He may have been swept off the political scene by an army coup two years ago but former President Omar al-Bashir remains a key factor in Sudan’s fragile transition to democracy.
When the current regime in Khartoum put down a recent bid by the “forces of darkness” to overthrow it, there was an air of inevitability about who would eventually be blamed for the abortive insurrection.
The regime in Khartoum is still picking up the pieces from the fallout following last week’s failed coup.
Information Minister Hamza Balloul was explicit in his words about who the regime thought were responsible.
Remnants of the old guard still “romanticising” a comeback for allies of deposed military strongman Omar al-Bashir were heavily involved in the bid to “hijack” the transition process.
Many Sudanese concurred given the climate of mistrust attending to the transition period.
Fingers of accusation were not pointed past the Armoured Corps in the Shagara suburb located in the south of the capital Khartoum as the main drivers of the abortive putsch.
This area of the city has been identified as home to many Sudanese – civilian and military alike – with strong connections to Bashir proteges nostalgic about the past.

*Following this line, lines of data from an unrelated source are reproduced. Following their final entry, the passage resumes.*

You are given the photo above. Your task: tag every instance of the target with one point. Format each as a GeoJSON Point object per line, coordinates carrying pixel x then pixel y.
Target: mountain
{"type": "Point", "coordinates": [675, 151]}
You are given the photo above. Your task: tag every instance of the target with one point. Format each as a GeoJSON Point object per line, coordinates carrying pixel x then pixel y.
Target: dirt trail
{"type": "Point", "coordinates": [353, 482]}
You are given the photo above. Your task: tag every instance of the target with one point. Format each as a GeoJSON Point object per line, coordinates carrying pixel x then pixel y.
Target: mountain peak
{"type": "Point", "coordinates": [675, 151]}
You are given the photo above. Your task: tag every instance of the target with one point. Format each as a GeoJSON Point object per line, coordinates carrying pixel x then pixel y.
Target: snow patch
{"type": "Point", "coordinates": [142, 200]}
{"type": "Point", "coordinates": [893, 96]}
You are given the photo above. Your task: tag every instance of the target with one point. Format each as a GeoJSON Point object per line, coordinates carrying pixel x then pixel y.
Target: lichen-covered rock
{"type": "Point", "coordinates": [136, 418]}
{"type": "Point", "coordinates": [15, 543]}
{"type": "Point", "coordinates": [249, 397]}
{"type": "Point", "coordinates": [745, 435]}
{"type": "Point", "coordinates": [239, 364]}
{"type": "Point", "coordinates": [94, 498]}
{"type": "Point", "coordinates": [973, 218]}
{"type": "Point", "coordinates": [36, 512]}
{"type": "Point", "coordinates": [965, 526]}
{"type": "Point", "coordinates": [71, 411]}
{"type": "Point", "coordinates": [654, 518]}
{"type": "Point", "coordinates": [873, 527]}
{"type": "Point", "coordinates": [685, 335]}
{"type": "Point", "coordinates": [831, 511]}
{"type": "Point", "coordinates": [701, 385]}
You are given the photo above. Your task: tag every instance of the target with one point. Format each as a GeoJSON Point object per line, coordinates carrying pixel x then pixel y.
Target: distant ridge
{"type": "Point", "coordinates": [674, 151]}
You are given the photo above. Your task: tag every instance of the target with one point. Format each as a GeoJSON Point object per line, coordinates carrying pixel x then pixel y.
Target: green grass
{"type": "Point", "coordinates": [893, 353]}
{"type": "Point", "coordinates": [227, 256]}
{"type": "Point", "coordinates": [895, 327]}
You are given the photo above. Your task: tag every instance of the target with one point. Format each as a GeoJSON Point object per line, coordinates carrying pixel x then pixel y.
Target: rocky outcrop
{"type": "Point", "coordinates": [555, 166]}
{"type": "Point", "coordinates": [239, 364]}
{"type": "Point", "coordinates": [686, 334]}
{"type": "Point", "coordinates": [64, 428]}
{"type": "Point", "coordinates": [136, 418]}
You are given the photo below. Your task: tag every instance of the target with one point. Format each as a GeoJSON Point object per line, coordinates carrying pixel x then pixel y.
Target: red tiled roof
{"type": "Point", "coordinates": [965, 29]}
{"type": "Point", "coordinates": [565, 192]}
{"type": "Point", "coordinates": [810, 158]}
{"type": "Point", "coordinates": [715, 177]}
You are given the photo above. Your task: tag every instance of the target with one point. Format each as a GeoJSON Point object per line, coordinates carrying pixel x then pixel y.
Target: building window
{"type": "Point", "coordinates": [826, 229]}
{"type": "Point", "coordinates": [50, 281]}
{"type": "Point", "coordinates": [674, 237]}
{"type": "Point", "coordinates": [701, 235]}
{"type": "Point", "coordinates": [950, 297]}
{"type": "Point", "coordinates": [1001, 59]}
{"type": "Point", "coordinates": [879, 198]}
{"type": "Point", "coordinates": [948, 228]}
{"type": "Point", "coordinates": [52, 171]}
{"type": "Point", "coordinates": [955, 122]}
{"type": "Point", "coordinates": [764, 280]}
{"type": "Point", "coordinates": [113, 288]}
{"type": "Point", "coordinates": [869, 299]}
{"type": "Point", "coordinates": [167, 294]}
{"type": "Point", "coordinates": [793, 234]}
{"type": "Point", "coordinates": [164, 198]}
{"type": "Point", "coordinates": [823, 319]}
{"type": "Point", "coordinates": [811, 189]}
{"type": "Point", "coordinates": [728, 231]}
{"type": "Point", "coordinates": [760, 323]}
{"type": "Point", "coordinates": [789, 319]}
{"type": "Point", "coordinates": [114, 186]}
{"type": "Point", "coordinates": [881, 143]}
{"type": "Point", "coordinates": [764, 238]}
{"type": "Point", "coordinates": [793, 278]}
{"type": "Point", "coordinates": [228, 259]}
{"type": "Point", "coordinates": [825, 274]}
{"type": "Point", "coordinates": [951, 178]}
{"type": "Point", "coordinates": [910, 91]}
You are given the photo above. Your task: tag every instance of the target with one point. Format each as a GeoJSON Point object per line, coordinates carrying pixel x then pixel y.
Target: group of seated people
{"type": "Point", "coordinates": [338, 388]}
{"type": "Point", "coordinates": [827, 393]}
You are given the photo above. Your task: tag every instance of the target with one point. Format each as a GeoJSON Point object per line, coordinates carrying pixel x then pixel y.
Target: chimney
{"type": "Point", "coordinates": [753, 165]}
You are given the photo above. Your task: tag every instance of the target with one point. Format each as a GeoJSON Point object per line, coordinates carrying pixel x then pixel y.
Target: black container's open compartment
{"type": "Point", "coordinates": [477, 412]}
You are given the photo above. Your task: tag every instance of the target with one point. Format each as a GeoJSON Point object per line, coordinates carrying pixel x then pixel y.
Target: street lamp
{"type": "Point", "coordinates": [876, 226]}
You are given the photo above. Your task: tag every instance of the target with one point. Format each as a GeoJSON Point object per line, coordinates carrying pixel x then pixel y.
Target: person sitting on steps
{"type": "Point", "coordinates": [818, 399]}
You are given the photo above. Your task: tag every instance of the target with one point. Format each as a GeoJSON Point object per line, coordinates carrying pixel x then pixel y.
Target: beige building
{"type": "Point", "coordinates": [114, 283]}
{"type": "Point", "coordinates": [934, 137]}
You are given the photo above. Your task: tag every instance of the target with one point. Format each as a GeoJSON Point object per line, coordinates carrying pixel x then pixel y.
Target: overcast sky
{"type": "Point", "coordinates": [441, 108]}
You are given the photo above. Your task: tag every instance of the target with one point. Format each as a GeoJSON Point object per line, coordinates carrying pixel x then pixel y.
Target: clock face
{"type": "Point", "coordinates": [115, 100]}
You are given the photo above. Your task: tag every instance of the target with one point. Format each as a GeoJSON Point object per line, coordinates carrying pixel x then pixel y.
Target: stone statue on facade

As economic hardship bites harder across Sudan, fueling social discontent with the post-Bashir regime, these elements saw their chance, says APA’s former correspondent in Khartoum, Ezaldeen Arbaab.
“Like it or not Bashir is still a factor albeit divisive in Sudanese politics” he adds.
“Bashir remnants are still active in key institutions like the army and civil service where old loyalties die hard” he observes.
With the current military-civilian regime investigating corruption and confiscating bank accounts and properties worth hundreds of millions of dollars, old feathers have been ruffled and one of the consequences have been desperate bids to discredit this attempt at “national restitution”.
77-year-old Bashir himself was the main subject of interest by Sudanese graft investigators after an unspecified stash of US dollars was discovered apparently hidden in his Khartoum home.
This prompted formal corruption-related charges being brought against him and he was eventually convicted in December 2019 and sentenced to two years in prison.
His prosecution had opened up a can of worms incriminating some of his most trusted aides and proteges who are desperate to avoid going down without putting up a fight.
They include some at the top of the Sudanese business charts and their military allies who benefitted in one way or the other from the spoils of the Bashir era which lasted thirty years (1989 to 2019).
Several private companies have strong links with a so-called military cabal which in turn has connections with Bashir, says Arbaab who points out that this “privileged group” would stop at nothing to undermine the national rectification exercise being undertaken by Prime Minister Abdalla Hamdok.
Resentments still run deep within the Sudanese security system as evidenced by multiple coup attempts since Bashir’s ouster more than two years ago.
In his statement about the foiled coup PM Hamdok even obliquely acknowledged that his government was in the middle of a fight to dismantle old regime structures as part of “fortifying the transition”.
The torrid economic times in the country have not made managing this simmering resentment easier.
With record declines in the value of the Sudanese pound, the African Development Bank says real GDP shrunk by 8.4 percent in 2020 after a 2.5 percent drop in 2019 thanks to COVID–19 pandemic lockdown measures which left their toll on economic activities.
Inflation went up 124.9 percent in 2020, “mainly due to a 118 percent currency depreciation and monetization of the fiscal deficit”.
Sudan’s import and export levels have also lowered.
This has not helped the integrity of the transition process for ordinary Sudanese who are still patient despite their lack of faith in the regime to deliver on its multiple promises, one of them economic stability.
However, as one analyst puts it, like a stubborn stain refusing to be scrubbed off, Bashir and his entourage will continue to be the make or break factor for Sudan’s delicate transition to democracy.